Lettres d'Adélaïde de Souza à Charles de Flahaut, son fils
(CHAN 565 AP 9)
1er janvier 1819

Je me suis levée avant-hier pour la première fois, et hier, j'ai joué au piquet, ainsi tu vois que je suis bien ; malheureusement, ce petit sorcier de Moreau m'a fait prendre médecine aujourd'hui et je l'ai avalée sans penser au jour du courrier, ce qui fait que je ne pourrai pas t'en dire bien long.
On assure que M. d'Osmont va être rappelé et que le duc d'Albert lui succède. Je ne sais pas si tu seras content de ce dernier choix. Le Chabrol de Lyon qui était rayonnant d'ultracisme va rester dans l'obscurité, il perd sa place au ministère de l'Intérieur, il n'y a qu'un cri contre M. Molé.
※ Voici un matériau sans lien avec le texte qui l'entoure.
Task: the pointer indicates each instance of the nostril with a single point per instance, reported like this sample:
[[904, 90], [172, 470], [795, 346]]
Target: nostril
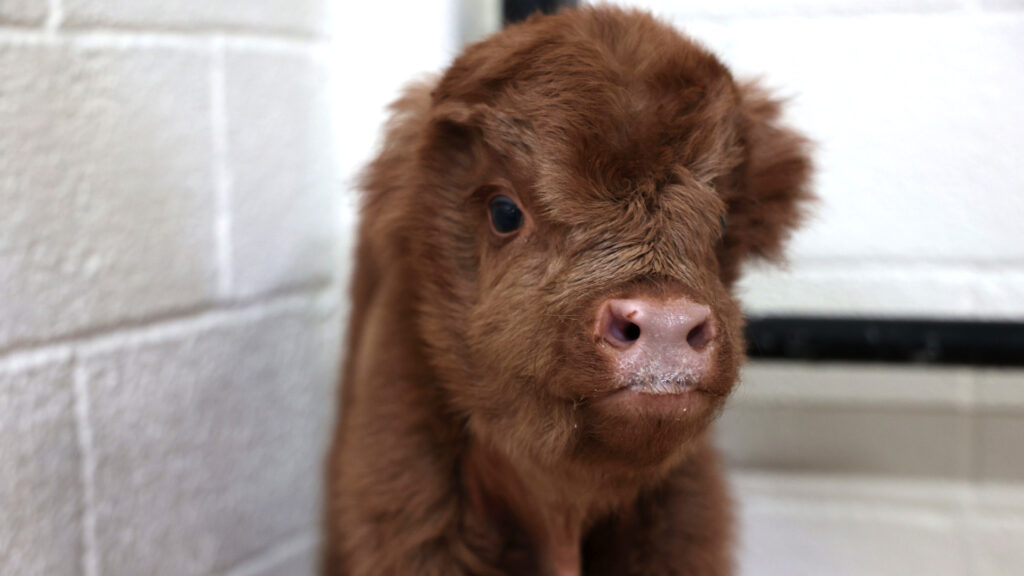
[[699, 336], [623, 330]]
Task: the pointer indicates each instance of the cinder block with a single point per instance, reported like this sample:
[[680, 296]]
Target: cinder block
[[107, 187], [847, 440], [210, 443], [23, 11], [40, 470], [284, 177], [290, 16], [290, 559], [919, 126]]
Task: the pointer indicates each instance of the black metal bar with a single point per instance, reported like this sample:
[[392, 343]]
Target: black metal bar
[[890, 340], [517, 10]]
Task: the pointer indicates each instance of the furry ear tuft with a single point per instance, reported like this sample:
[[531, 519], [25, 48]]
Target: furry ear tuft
[[770, 189]]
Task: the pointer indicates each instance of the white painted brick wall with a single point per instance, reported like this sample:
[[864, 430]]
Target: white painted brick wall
[[23, 11], [169, 286]]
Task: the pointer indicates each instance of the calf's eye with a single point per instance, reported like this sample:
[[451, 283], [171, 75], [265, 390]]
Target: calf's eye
[[505, 214]]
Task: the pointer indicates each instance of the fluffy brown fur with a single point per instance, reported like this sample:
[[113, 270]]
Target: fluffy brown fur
[[475, 436]]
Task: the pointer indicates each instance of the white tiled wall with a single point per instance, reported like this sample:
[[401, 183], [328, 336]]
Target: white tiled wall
[[875, 469], [169, 300]]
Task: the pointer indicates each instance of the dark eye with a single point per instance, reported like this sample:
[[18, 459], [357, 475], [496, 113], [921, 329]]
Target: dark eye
[[505, 214]]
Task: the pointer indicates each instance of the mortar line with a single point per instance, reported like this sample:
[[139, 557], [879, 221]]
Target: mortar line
[[274, 554], [182, 39], [222, 175], [54, 16], [266, 302], [86, 446]]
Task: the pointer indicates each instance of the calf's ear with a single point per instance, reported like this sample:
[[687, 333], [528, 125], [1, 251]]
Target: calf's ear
[[768, 194]]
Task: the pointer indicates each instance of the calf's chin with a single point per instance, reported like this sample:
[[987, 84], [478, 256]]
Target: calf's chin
[[543, 328]]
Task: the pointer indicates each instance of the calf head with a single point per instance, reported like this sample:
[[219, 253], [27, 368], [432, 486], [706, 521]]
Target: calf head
[[587, 187]]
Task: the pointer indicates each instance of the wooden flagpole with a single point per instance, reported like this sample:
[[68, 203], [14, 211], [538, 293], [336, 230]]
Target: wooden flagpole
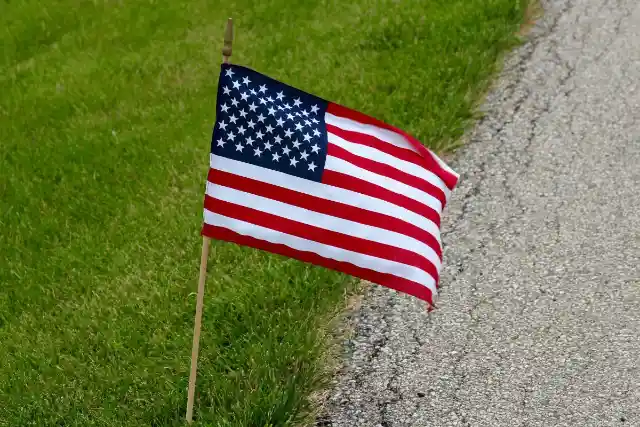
[[226, 53]]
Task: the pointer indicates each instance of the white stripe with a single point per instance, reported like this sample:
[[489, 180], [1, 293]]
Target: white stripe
[[324, 221], [443, 165], [361, 260], [324, 191], [382, 157], [382, 134], [337, 164]]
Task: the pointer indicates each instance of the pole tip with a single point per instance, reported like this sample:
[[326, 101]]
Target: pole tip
[[228, 40]]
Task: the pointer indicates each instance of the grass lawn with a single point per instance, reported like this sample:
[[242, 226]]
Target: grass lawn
[[106, 109]]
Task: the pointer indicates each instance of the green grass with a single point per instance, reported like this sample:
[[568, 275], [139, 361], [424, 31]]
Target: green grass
[[106, 110]]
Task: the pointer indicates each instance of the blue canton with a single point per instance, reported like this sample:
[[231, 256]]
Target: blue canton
[[264, 122]]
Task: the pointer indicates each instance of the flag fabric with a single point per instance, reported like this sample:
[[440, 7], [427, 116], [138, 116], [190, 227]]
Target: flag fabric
[[293, 174]]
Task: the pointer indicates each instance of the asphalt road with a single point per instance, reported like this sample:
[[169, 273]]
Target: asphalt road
[[539, 315]]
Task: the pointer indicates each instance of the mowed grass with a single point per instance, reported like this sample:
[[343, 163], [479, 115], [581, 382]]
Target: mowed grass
[[106, 110]]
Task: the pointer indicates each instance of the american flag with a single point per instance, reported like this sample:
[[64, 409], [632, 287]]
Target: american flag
[[294, 174]]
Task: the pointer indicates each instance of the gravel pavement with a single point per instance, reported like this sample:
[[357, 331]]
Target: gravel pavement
[[539, 315]]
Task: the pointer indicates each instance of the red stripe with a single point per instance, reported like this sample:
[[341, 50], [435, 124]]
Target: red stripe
[[398, 283], [348, 182], [320, 235], [327, 207], [388, 171], [338, 110], [373, 142]]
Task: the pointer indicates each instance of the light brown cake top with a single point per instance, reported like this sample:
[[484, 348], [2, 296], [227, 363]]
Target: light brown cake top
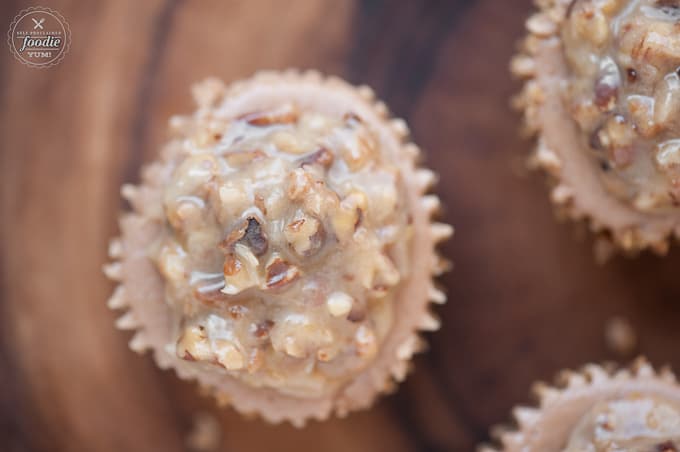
[[636, 423], [624, 93], [285, 238]]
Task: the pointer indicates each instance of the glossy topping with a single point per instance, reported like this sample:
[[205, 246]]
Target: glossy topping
[[286, 236], [636, 423], [624, 94]]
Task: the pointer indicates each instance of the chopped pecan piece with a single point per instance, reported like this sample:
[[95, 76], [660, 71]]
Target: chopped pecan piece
[[321, 156], [250, 233], [286, 114], [280, 273]]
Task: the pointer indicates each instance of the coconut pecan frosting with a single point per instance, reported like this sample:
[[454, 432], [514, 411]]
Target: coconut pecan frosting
[[603, 96], [598, 410], [281, 250]]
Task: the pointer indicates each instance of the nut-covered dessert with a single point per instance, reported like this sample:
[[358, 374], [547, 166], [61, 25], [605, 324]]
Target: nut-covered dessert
[[603, 95], [281, 251], [633, 410]]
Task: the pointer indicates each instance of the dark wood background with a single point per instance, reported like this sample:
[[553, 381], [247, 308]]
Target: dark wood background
[[526, 297]]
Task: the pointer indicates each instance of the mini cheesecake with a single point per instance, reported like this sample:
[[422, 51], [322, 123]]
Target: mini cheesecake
[[602, 95], [281, 250], [597, 410]]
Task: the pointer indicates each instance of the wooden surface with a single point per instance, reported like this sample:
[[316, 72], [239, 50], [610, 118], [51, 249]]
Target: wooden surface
[[526, 298]]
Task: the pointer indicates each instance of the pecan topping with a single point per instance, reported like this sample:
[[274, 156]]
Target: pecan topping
[[249, 233], [286, 114], [322, 157], [280, 273]]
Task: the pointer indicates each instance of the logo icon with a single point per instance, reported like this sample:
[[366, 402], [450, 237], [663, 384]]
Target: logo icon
[[39, 37]]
Il croyait que jamais le Roi ne renverrait M. de Richelieu, ministre si considéré des étrangers et s'était jeté à corps perdu dans cette fraction du ministère ; mais craignant l'ascendant de M. de Case sur le Roi, il avait tout bonnement proposé à M. Lainé de le faire prendre, mettre dans une voiture et le faire partir à l'instant pour Petersbourg . M. Lainé s'est indigné de l'arbitraire et a dit à tous ses amis la proposition, de manière que les libéraux ne parlent que de la probité de M. de Richelieu qui malheureusement ne connaît pas la France ; de l'honnêteté de M. Lainé qui était aveuglé par la peur de la République, et de la noirceur et du criminel despotisme de M. Molé qui est le bouc d'expiation, c'est une révolte générale mais les ultras le prônent ; malgré cela son ambition est déconcertée et on le dit de très mauvaise humeur et fort malheureux.
Baring m'a fait dire par sa femme qu'il viendrait dès qu'il aurait un moment, je l'attends toujours. Et t'écrirai aussitôt.
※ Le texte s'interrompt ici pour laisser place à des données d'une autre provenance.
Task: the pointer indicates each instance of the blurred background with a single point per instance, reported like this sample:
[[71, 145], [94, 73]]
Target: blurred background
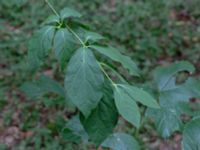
[[151, 32]]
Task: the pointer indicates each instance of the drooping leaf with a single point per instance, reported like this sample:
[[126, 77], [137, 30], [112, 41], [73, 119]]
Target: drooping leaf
[[191, 135], [84, 81], [127, 107], [74, 131], [69, 13], [162, 75], [115, 55], [64, 46], [42, 86], [39, 46], [138, 94], [121, 141], [103, 118], [167, 121]]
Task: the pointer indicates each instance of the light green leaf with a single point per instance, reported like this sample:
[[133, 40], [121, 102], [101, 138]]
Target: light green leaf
[[138, 94], [167, 121], [191, 135], [84, 81], [103, 118], [163, 75], [127, 107], [69, 13], [64, 46], [121, 141], [115, 55], [42, 86], [74, 131], [39, 46]]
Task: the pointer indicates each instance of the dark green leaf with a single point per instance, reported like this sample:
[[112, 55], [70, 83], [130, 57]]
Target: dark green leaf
[[84, 81], [39, 46], [138, 94], [126, 106], [121, 141], [74, 131], [191, 135], [53, 19], [42, 86], [167, 121], [163, 75], [64, 45], [115, 55], [103, 119], [69, 13]]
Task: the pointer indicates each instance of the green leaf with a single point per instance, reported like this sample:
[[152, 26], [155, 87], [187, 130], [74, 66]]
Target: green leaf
[[191, 135], [115, 55], [53, 19], [127, 107], [87, 36], [69, 13], [64, 46], [103, 118], [138, 94], [167, 121], [172, 97], [39, 46], [84, 81], [121, 141], [163, 75], [74, 131], [42, 86]]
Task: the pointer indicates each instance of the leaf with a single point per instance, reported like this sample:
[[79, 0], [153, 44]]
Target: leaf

La pauvre reine d'Espagne est morte faute d'une saignée, ce Roi se remariera, il n'est pas chanceux.
Ma chère fille, j'espère pouvoir sortir après demain pour toutes vos commissions. Avez-vous reçu nos étrennes ?
Dogen (?) a encore fait banqueroute, on en annonce quelques autres.
Mes chers enfants, je vous aime de toutes les forces de mon âme, et je vous quitte parce que cette médecine me fait mal au coeur.
Le duc de Devonshire a donné des étrennes superbes à la Reine de Suède et à la duchesse de Courlande.